La misionera lo vio, y se dio cuenta que era un folleto común y corriente, que citaba el pasaje de Juan 3:16: “Porque de tal manera amó Dios al mundo, que ha dado a su Hijo unigénito, para que todo aquel que en él cree, no se pierda, mas tenga vida eterna.” Eso fue todo, pero de ahí concluyeron que en alguna parte había “un Dios que amaba”. Todos lo leyeron y lo volvieron a leer o se lo leyeron a otros.

– Al año siguiente –continuó el gran lama–, cuando nuestros hombres llevaron la hierba a las ciudades, se les ordenó investigar dónde vivía ‘el Dios que amaba’, pero por cinco años no lograron saber más.

Entonces, el hombre que primero recibió el folleto juró que no regresaría hasta no saber más acerca de este Dios. Acompañado de otros lamas, siguieron su camino hasta que llegaron a Len Chow. Allí vieron en la calle a un hombre de porte distinguido y le hicieron la pregunta acostumbrada:

– ¿Puede usted informarnos dónde vive el Dios que ama?

– Oh sí –contestó él– Váyanse ustedes por esa calle hasta llegar a una gran entrada con tres signos sobre ella: Fe, Esperanza y Amor. Allí le hablarán acerca de ese Dios.

“Gozosos llegaron a la pequeña casa de la Misión al Interior de la China e hicieron la misma pregunta a un evangelista chino. El les dijo todo lo que pudo, y les regaló a cada uno una copia de los Evangelios.

“Ansiosos regresaron al lamasario y leímos los relatos de Mateo, Marcos, Lucas y Juan. Creímos todo lo que contenían los evangelios, aunque por supuesto muchas cosas no las pudimos entender. Pero un versículo nos pareció de importancia especial. Cristo había dicho: “Id por todo el mundo y predicad el evangelio”. Entonces, sencillamente alguien tenía que venir a decirme más acerca de este maravilloso Dios. Todo lo que teníamos que hacer era esperar, y cuando Dios mandara un mensajero, estar listos para recibirlo.

“Esperamos tres años más.
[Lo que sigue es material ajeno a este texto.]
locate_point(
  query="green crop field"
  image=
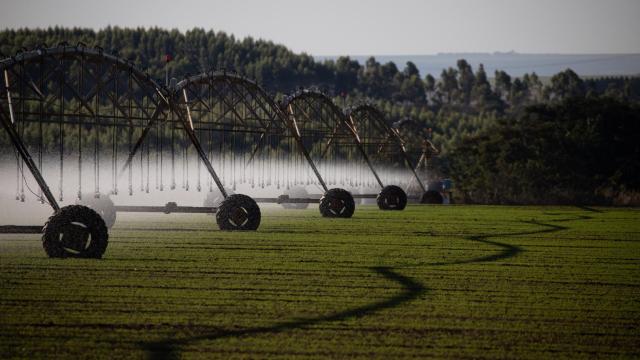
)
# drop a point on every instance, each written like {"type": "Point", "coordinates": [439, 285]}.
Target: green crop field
{"type": "Point", "coordinates": [431, 281]}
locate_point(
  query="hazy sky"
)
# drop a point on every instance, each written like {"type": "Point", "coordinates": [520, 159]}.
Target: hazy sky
{"type": "Point", "coordinates": [351, 27]}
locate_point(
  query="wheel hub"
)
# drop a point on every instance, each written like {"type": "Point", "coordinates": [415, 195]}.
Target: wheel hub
{"type": "Point", "coordinates": [75, 236]}
{"type": "Point", "coordinates": [239, 216]}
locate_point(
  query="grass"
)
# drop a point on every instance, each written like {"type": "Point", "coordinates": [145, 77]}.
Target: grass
{"type": "Point", "coordinates": [431, 281]}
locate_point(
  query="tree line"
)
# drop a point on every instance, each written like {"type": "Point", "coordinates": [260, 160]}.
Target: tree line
{"type": "Point", "coordinates": [503, 138]}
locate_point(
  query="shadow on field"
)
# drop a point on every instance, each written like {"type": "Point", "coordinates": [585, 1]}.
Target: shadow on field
{"type": "Point", "coordinates": [508, 250]}
{"type": "Point", "coordinates": [411, 289]}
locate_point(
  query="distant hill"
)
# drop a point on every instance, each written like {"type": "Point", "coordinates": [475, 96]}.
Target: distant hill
{"type": "Point", "coordinates": [518, 64]}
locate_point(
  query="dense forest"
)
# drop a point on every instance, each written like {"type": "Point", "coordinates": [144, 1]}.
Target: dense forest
{"type": "Point", "coordinates": [503, 139]}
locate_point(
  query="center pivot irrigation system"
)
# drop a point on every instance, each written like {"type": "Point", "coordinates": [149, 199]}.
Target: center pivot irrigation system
{"type": "Point", "coordinates": [82, 109]}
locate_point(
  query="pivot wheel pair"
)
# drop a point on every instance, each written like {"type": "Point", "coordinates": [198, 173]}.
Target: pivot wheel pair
{"type": "Point", "coordinates": [238, 212]}
{"type": "Point", "coordinates": [337, 203]}
{"type": "Point", "coordinates": [392, 198]}
{"type": "Point", "coordinates": [75, 231]}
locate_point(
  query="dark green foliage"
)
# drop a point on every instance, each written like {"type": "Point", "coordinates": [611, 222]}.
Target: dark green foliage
{"type": "Point", "coordinates": [572, 152]}
{"type": "Point", "coordinates": [476, 120]}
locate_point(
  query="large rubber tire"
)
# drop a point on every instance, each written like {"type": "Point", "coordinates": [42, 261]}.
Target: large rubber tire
{"type": "Point", "coordinates": [296, 193]}
{"type": "Point", "coordinates": [337, 203]}
{"type": "Point", "coordinates": [432, 197]}
{"type": "Point", "coordinates": [103, 205]}
{"type": "Point", "coordinates": [238, 212]}
{"type": "Point", "coordinates": [75, 231]}
{"type": "Point", "coordinates": [392, 197]}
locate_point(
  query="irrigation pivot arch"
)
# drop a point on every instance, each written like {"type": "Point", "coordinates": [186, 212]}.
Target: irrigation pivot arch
{"type": "Point", "coordinates": [386, 153]}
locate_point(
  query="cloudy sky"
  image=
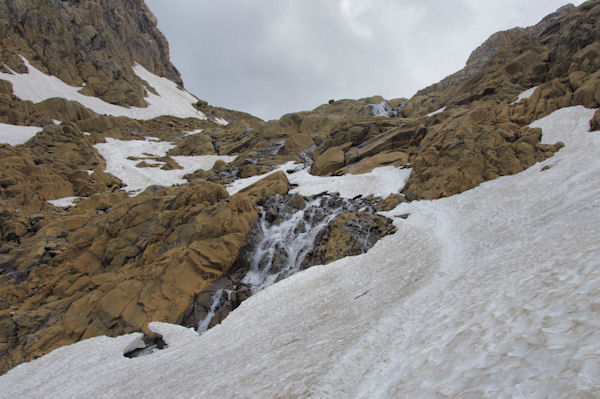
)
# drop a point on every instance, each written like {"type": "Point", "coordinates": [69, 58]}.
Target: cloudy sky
{"type": "Point", "coordinates": [271, 57]}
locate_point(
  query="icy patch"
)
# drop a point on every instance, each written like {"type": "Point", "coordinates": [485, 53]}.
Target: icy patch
{"type": "Point", "coordinates": [115, 152]}
{"type": "Point", "coordinates": [203, 324]}
{"type": "Point", "coordinates": [436, 111]}
{"type": "Point", "coordinates": [16, 135]}
{"type": "Point", "coordinates": [193, 132]}
{"type": "Point", "coordinates": [380, 182]}
{"type": "Point", "coordinates": [64, 202]}
{"type": "Point", "coordinates": [526, 94]}
{"type": "Point", "coordinates": [36, 86]}
{"type": "Point", "coordinates": [490, 293]}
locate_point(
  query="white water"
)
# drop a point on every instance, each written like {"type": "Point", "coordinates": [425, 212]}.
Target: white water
{"type": "Point", "coordinates": [492, 293]}
{"type": "Point", "coordinates": [294, 237]}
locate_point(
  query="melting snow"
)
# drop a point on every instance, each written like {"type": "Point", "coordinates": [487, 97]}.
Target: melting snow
{"type": "Point", "coordinates": [526, 94]}
{"type": "Point", "coordinates": [36, 86]}
{"type": "Point", "coordinates": [116, 152]}
{"type": "Point", "coordinates": [193, 132]}
{"type": "Point", "coordinates": [15, 135]}
{"type": "Point", "coordinates": [64, 202]}
{"type": "Point", "coordinates": [380, 182]}
{"type": "Point", "coordinates": [490, 293]}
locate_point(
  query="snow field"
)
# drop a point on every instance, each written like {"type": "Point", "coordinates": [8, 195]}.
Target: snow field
{"type": "Point", "coordinates": [64, 202]}
{"type": "Point", "coordinates": [36, 86]}
{"type": "Point", "coordinates": [115, 153]}
{"type": "Point", "coordinates": [494, 292]}
{"type": "Point", "coordinates": [438, 111]}
{"type": "Point", "coordinates": [16, 135]}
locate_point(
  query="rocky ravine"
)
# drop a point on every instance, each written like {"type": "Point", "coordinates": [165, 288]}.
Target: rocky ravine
{"type": "Point", "coordinates": [115, 262]}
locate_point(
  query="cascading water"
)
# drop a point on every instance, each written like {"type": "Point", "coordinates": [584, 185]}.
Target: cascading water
{"type": "Point", "coordinates": [288, 235]}
{"type": "Point", "coordinates": [292, 234]}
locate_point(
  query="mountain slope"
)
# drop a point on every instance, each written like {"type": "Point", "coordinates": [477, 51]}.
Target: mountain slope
{"type": "Point", "coordinates": [131, 249]}
{"type": "Point", "coordinates": [488, 293]}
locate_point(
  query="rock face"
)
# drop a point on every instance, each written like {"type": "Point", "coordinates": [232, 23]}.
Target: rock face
{"type": "Point", "coordinates": [92, 42]}
{"type": "Point", "coordinates": [293, 233]}
{"type": "Point", "coordinates": [112, 263]}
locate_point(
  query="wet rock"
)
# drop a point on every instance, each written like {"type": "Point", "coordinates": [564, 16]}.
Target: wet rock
{"type": "Point", "coordinates": [328, 162]}
{"type": "Point", "coordinates": [595, 122]}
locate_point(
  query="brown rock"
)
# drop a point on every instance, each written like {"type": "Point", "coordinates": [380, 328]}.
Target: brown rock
{"type": "Point", "coordinates": [275, 183]}
{"type": "Point", "coordinates": [194, 144]}
{"type": "Point", "coordinates": [595, 121]}
{"type": "Point", "coordinates": [328, 162]}
{"type": "Point", "coordinates": [296, 143]}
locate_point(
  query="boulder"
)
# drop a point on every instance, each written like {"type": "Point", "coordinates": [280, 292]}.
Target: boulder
{"type": "Point", "coordinates": [595, 121]}
{"type": "Point", "coordinates": [194, 144]}
{"type": "Point", "coordinates": [328, 162]}
{"type": "Point", "coordinates": [275, 183]}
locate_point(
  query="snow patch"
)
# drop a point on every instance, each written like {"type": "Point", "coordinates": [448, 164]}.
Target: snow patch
{"type": "Point", "coordinates": [380, 182]}
{"type": "Point", "coordinates": [115, 153]}
{"type": "Point", "coordinates": [36, 86]}
{"type": "Point", "coordinates": [526, 94]}
{"type": "Point", "coordinates": [16, 135]}
{"type": "Point", "coordinates": [193, 132]}
{"type": "Point", "coordinates": [490, 293]}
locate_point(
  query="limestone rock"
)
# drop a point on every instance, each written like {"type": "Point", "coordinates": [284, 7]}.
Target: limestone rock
{"type": "Point", "coordinates": [99, 49]}
{"type": "Point", "coordinates": [328, 162]}
{"type": "Point", "coordinates": [275, 183]}
{"type": "Point", "coordinates": [595, 122]}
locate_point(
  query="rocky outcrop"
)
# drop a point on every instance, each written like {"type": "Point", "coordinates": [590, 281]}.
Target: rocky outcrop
{"type": "Point", "coordinates": [113, 264]}
{"type": "Point", "coordinates": [91, 42]}
{"type": "Point", "coordinates": [293, 233]}
{"type": "Point", "coordinates": [595, 122]}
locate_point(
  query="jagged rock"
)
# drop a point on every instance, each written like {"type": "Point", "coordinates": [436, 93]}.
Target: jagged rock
{"type": "Point", "coordinates": [390, 202]}
{"type": "Point", "coordinates": [296, 143]}
{"type": "Point", "coordinates": [143, 260]}
{"type": "Point", "coordinates": [195, 144]}
{"type": "Point", "coordinates": [365, 165]}
{"type": "Point", "coordinates": [328, 162]}
{"type": "Point", "coordinates": [275, 183]}
{"type": "Point", "coordinates": [349, 234]}
{"type": "Point", "coordinates": [99, 49]}
{"type": "Point", "coordinates": [595, 122]}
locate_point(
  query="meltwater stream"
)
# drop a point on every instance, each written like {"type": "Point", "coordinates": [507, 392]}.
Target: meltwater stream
{"type": "Point", "coordinates": [292, 234]}
{"type": "Point", "coordinates": [287, 235]}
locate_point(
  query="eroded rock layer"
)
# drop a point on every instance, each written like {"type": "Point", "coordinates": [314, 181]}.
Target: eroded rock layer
{"type": "Point", "coordinates": [114, 262]}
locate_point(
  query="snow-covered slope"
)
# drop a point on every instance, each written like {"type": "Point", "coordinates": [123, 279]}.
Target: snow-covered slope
{"type": "Point", "coordinates": [494, 292]}
{"type": "Point", "coordinates": [380, 182]}
{"type": "Point", "coordinates": [122, 156]}
{"type": "Point", "coordinates": [36, 86]}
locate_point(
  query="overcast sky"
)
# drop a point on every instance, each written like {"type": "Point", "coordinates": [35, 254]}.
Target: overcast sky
{"type": "Point", "coordinates": [271, 57]}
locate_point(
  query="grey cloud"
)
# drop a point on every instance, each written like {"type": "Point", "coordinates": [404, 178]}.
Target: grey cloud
{"type": "Point", "coordinates": [270, 57]}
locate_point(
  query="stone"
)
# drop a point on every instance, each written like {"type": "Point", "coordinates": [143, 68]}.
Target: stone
{"type": "Point", "coordinates": [328, 162]}
{"type": "Point", "coordinates": [275, 183]}
{"type": "Point", "coordinates": [595, 122]}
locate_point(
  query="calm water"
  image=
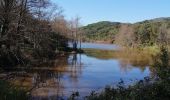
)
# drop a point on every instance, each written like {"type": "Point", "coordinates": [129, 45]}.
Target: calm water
{"type": "Point", "coordinates": [80, 72]}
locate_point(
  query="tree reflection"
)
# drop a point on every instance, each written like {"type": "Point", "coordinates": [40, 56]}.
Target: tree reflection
{"type": "Point", "coordinates": [49, 79]}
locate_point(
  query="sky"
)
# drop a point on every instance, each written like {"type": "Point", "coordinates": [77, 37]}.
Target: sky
{"type": "Point", "coordinates": [130, 11]}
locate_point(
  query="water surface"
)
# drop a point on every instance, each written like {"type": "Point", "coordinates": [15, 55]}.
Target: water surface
{"type": "Point", "coordinates": [82, 72]}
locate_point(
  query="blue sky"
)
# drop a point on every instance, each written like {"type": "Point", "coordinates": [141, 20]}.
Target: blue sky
{"type": "Point", "coordinates": [131, 11]}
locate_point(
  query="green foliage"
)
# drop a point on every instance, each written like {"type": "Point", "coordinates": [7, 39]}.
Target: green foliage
{"type": "Point", "coordinates": [101, 31]}
{"type": "Point", "coordinates": [145, 33]}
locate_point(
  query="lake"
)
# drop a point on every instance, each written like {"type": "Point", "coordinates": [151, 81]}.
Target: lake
{"type": "Point", "coordinates": [99, 66]}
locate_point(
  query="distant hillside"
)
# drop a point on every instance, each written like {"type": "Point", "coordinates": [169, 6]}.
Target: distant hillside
{"type": "Point", "coordinates": [101, 31]}
{"type": "Point", "coordinates": [107, 31]}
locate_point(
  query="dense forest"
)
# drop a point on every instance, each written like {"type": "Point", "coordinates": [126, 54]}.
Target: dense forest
{"type": "Point", "coordinates": [32, 30]}
{"type": "Point", "coordinates": [35, 32]}
{"type": "Point", "coordinates": [145, 33]}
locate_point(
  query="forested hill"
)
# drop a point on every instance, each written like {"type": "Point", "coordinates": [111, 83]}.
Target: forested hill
{"type": "Point", "coordinates": [144, 32]}
{"type": "Point", "coordinates": [101, 31]}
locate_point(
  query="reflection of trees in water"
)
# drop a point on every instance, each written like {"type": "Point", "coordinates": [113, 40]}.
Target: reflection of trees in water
{"type": "Point", "coordinates": [50, 76]}
{"type": "Point", "coordinates": [75, 67]}
{"type": "Point", "coordinates": [126, 66]}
Entonces dos lamas, que recogían palitos allá en la falda del cerro, escucharon que alguien cantaba. ‘Estos son los mensajeros que estamos esperando’, dijeron. Sólo las gentes que conocen a Dios cantan.

“Mientras uno regresó para decirnos que nos preparáramos para recibir a nuestros largamente esperados huéspedes, el otro se fue a encontrarlos junto a la falda del cerro.”

Fruto para la eternidad

Poco después de esto, el lamasario fue destruido por los comunistas, y los 500 lamas fueron arrojados de allí. ¿Qué fue de ellos? Después de lo que los misioneros vivieron allí, ellos no tienen ninguna duda de que muchos de ellos recibieron la salvación. Dios había preparado el terreno; el doctor Huang y la pequeña misionera podían sentirse agradecidos porque Dios los había usado como mensajeros. Sin embargo, sólo en la eternidad ellos habrán de saber el verdadero resultado de esa, la más extraña semana jamás vivida.

Adaptado de La pequeña mujer en la China, por Gladys Aylward.